Zurück zur Basis

29.10.1982

Ruckartig angestiegen ist in den letzten Wochen die Zahl der Managerwechsel bei bundesdeutschen Filialen US-amerikanischer Computerhersteller - eine Folge der veränderten Datenverarbeitungsgewohnheiten vieler Anwender: weniger Neubestellungen, weniger Upgrades und mehr Tuning. Galt die EDV bisher als derjenige Bereich, der seine Investitionsvorhaben bei der Unternehmensleitung am leichtesten durchbekam, stehen auch die Rationalisierer heute unter Kostendruck.

Die baisseartige Entwicklung auf dem hiesigen Computermarkt muß den Oberen der US-Firmen wohl erst klargemacht werden. Den deutschen Statthaltern von Wang, Tandem und Prime, um nur die akuten Fälle zu nennen, ist dieses Kunststück offensichtlich nicht gelungen. Auch wenn's gut geht, neigen US-Executives ja eher zu Übertreibung als zu Understatement.

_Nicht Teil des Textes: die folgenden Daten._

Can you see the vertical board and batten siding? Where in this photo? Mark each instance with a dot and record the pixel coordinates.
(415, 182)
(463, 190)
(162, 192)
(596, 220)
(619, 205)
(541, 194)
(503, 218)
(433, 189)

Bei einigen anderen DV-Anbietern mit US-Basis wird die "Deutsche Krankheit" nicht so deutlich, in Form von Führungskrisen, sichtbar. Die Goldgräberzeiten sind aber auch für Sperry Univac, Burroughs, NCR, Amdahl und NAS vorbei. So verzeichnete die Sperry Corp. im zweiten Quartal 1982/83 einen Ertragseinbruch. Von der Sperry Univac Deutschland weiß man, daß die Kleincomputergeschäfte nicht laufen und sich im Jumbomarkt dunkle Wolken über den Sulzbachern zusammenziehen. Bei den Serie1100-Kunden, die bisher allein das Geld brachten, steht der renommierte Alt-Mainframer gegen die IBM- und Siemens-Phalanx mit dem Rücken zur Wand. Keiner der Großen kann es sich derzeit erlauben, Großkunden an den Wettbewerb zu verlieren. Parkschutz ist das Gebot der Stunde. Von der Branchen-Malaise bleiben nicht einmal die Minicomputerbauer verschont. Data General, Texas Instruments und Perkin-Elmer bieten nicht gerade ein Bild der Stärke. Selbst Minileader Digital Equipment tut sich dem Vernehmen nach schwer zwischen Flensburg und Kiefersfelden.

Ein Wort zu dem "Franko-Amerikaner" Honeywell Bull: Die Franzosen, deren Produkte "drüben" nie so recht ankamen, fahren Verluste ein, die "echten" Honeyweller bewegen Identitätsprobleme. Fragezeichen also hinter den Kontroll- und Regeltechnikern. Präsident Spencer war nie ein Mann, der sich für kommerzielle Rechner erwärmen konnte. Man sucht wohl nur nach einer passenden Gelegenheit, mit Anstand aus der Sache herauszukommen.

Und was ist mit den Japanern? Bei allem Respekt vor den Hardwareleistungen: Die Söhne Nippons wissen nicht, wie sie ihre Maschinen auf dem europäischen Markt absetzen sollen. Die OEM-Abkommen mit Siemens, BASF und Olivetti sind gewiß ernstzunehmende Ansätze, in fremden Regionen Fuß zu fassen. Aber ob es den Japanern tatsächlich gelingt, einen Direktvertrieb in der Bundesrepublik aufzuziehen, wie das von Branchenkundigen vermutet wird, darf aus guten Gründen bezweifelt werden. Es ist kein Geheimnis, daß die Siemens-Datenverarbeiter enorme Probleme hatten - und noch haben -, das Betriebssystem BS3000, eine japanische Entwicklung, in den Griff zu bekommen und einzudeutschen, was für die Anwenderdokumentation unerläßlich ist.

Ist denn gar nichts mehr an seinem Platz im Herstellergefüge? Die IBM, aber wer zweifelte daran? Big Blue tut das einzig Richtige, geht zurück zur Basis. Der Kunde bekommt alles aus einer Hand. Organisationsberatung wird großgeschrieben. Selbstverständlich wird akquiriert. Nur nicht so aufdringlich. Das war schon vor zwanzig Jahren so. Dahin müssen auch die anderen Hersteller zurückfinden, wenn sie überleben wollen.